Bill Cosby in Montreal 2009

Note: This review is from 2009

Review by Steve Bennett

It’s early evening on a balmy summer’s day, somewhere in rural America, when you pop round to the large but understated home of that nice old couple you’ve seen around town, just to attend to some neighbourly business. The wife is away, so the man of the house, although shabbily dressed, invites you in, pours you a long drink ad suggests you take a seat on the porch, whereupon he starts regaling you with stories of his family with a warm wit and the wisdom of his years.

In such an amiable ambiance, he starts opening up, getting a few things off his chest about his long relationship with his wife – always with affection, but happy for an audience for these minor but longstanding irritants, for once away from his wife’s ever-present gaze. As the orange sun sets over the dusty horizon, you realise his convivial company and modest indiscretions have had you transfixed for too long. You should have been home hours ago.

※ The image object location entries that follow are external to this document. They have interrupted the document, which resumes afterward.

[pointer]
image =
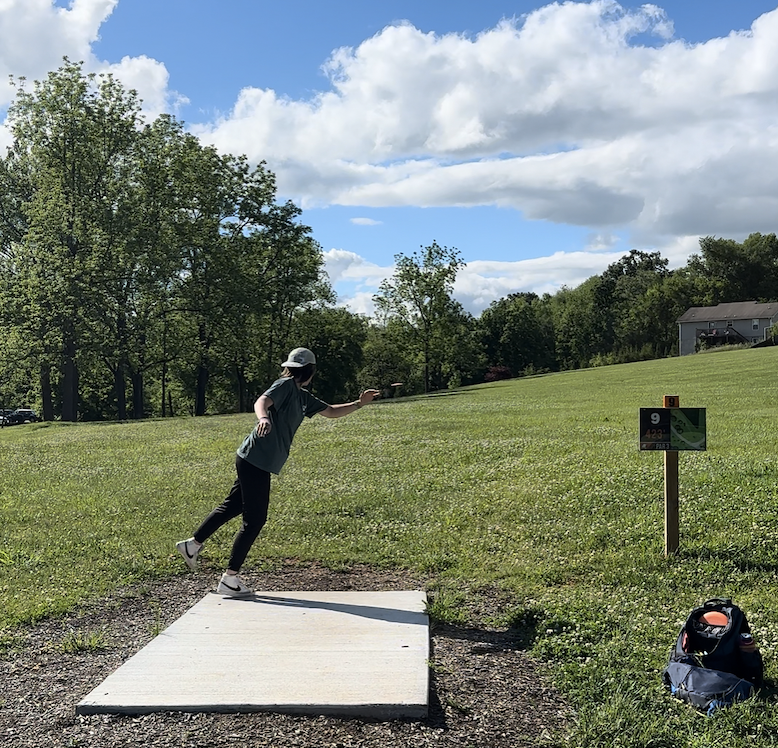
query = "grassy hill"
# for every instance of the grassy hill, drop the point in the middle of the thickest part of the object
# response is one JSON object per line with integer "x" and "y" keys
{"x": 535, "y": 487}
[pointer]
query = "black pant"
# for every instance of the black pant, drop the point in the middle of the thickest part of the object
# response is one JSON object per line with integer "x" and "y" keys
{"x": 249, "y": 496}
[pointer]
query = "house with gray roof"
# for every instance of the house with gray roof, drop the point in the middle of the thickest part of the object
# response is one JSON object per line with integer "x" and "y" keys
{"x": 735, "y": 322}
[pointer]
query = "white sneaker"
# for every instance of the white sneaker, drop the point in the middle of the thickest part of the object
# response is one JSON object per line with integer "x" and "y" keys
{"x": 232, "y": 585}
{"x": 190, "y": 551}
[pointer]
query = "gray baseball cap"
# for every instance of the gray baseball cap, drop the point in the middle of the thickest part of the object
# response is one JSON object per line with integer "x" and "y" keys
{"x": 299, "y": 357}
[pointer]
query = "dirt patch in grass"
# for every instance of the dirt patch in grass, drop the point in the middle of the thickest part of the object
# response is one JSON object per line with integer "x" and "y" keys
{"x": 484, "y": 689}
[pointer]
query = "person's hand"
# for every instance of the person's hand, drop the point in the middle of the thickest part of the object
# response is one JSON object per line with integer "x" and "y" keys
{"x": 368, "y": 396}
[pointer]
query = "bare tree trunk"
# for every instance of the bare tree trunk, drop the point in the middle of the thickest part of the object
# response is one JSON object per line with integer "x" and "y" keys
{"x": 70, "y": 396}
{"x": 48, "y": 401}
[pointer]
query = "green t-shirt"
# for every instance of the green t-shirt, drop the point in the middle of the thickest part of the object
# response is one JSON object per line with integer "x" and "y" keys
{"x": 290, "y": 405}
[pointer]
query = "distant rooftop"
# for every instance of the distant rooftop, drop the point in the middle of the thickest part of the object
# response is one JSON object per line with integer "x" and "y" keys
{"x": 732, "y": 310}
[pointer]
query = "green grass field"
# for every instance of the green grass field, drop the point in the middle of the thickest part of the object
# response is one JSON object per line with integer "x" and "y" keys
{"x": 534, "y": 487}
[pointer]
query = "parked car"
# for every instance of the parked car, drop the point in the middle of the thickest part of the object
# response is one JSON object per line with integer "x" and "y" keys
{"x": 22, "y": 415}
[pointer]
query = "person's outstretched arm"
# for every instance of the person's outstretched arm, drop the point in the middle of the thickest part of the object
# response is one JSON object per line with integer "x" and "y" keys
{"x": 344, "y": 409}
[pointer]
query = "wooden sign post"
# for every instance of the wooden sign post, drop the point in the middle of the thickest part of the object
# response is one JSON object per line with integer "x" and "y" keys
{"x": 672, "y": 531}
{"x": 672, "y": 429}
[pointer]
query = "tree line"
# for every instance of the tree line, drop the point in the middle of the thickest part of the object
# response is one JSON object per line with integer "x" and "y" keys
{"x": 143, "y": 273}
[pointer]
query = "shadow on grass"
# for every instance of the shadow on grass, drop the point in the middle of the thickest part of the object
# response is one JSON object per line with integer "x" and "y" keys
{"x": 741, "y": 559}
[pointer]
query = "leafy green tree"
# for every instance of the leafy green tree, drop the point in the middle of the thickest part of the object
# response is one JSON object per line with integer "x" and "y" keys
{"x": 730, "y": 271}
{"x": 583, "y": 324}
{"x": 517, "y": 333}
{"x": 419, "y": 294}
{"x": 71, "y": 135}
{"x": 337, "y": 336}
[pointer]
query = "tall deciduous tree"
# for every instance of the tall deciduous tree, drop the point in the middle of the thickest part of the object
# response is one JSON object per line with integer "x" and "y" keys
{"x": 419, "y": 294}
{"x": 73, "y": 134}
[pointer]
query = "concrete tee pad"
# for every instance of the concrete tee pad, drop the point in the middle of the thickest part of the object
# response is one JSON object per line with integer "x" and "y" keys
{"x": 347, "y": 653}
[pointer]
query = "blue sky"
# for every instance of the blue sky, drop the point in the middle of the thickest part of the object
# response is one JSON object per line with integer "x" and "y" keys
{"x": 542, "y": 146}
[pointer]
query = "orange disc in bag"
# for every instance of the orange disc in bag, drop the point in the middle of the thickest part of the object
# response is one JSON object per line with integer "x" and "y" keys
{"x": 714, "y": 618}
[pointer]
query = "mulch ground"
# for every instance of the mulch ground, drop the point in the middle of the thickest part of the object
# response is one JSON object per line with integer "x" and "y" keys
{"x": 485, "y": 691}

And that is pretty much exactly what a Bill Cosby gig feels like. At 72, he talks slowly yet effortlessly for two-and-a-quarter hours without a break, and with almost exclusively different material from his last visit here, three years ago. He mesmerises every one of the 3,000 people in the audience into feeling as if he is talking intimately to them, and in keeping with the unshowy ambiance, he’s wearing a cheap sweatshirt, baggy trousers and comfortable house shoes. Again, not millionaire entertainer, but avuncular acquaintance.

He speaks of his age, of course, of the medical procedures he now undergoes with a resigned patience, of the weary acceptance that after 45 years of marriage he’s long accepted that his wife calls the shots, or of his grandchildren, whom he clearly holds in tender affection. Yet from such modest, homespun scenarios, Cosby creates such rich, warm comedy, giving a genuine flavour of the mundane realities of aging that will hit us all, that it’s hard to convey with justice in print.

The laughs come from the timing, the nuanced emphasis on crucial words, the mastery of silence and tension, the rolling of the eyes or the pitiful hangdog expression that decades of meek compliance have etched on to his face. Aptly enough, given his career, his stand-up resembles a sitcom in a very specific way: in that it’s all about the small victories.

He still relives one such incident, involving hotel room service, 38 years after the event; the memory of that one moment still bringing a satisfied smile to an old man’s face. He raises his fist in triumph at this, and other fleeting moments, where he manages to cling onto his pride and dignity. But mostly he’s the loser, as in the incident in which he was despatched to cut down a Christmas tree which he regales with perfect deadpan, scrambling to the floor to recreate the key moments of his utter humiliation. For the most part, though, he delivers his show from the comfort of his chair, leaning forward at key moments to share a confidence or occasionally taking a stroll for emphasis.

Now and again, material might seem familiar: women’s perfect recall for arguments or what to do in case of animal attack, for example, but he’s been telling such tales with perfect charm and wit since before most modern comic’s parents were even born. And yes, the show is too long, even though it doesn’t seem to concern him. Forty-five minutes after we file out, he starts it all again, before jetting back to his Pennsylvania home.

Seeing a comedy legend first-hand can be fraught with disappointment, an expectation that can only be heightened by the trail of less-than hilarious TV shows and films Cosby has behind him. But in the flesh, he proves the incomparable mettle that made him so famous in the first place: a master storyteller with understated but brilliant wit and irresistible stage presence. His advancing years add to the gravitas, like a village elder imparting his wisdom, but that combines with an exquisite delivery undimmed by age for an inspiring performance. What a star.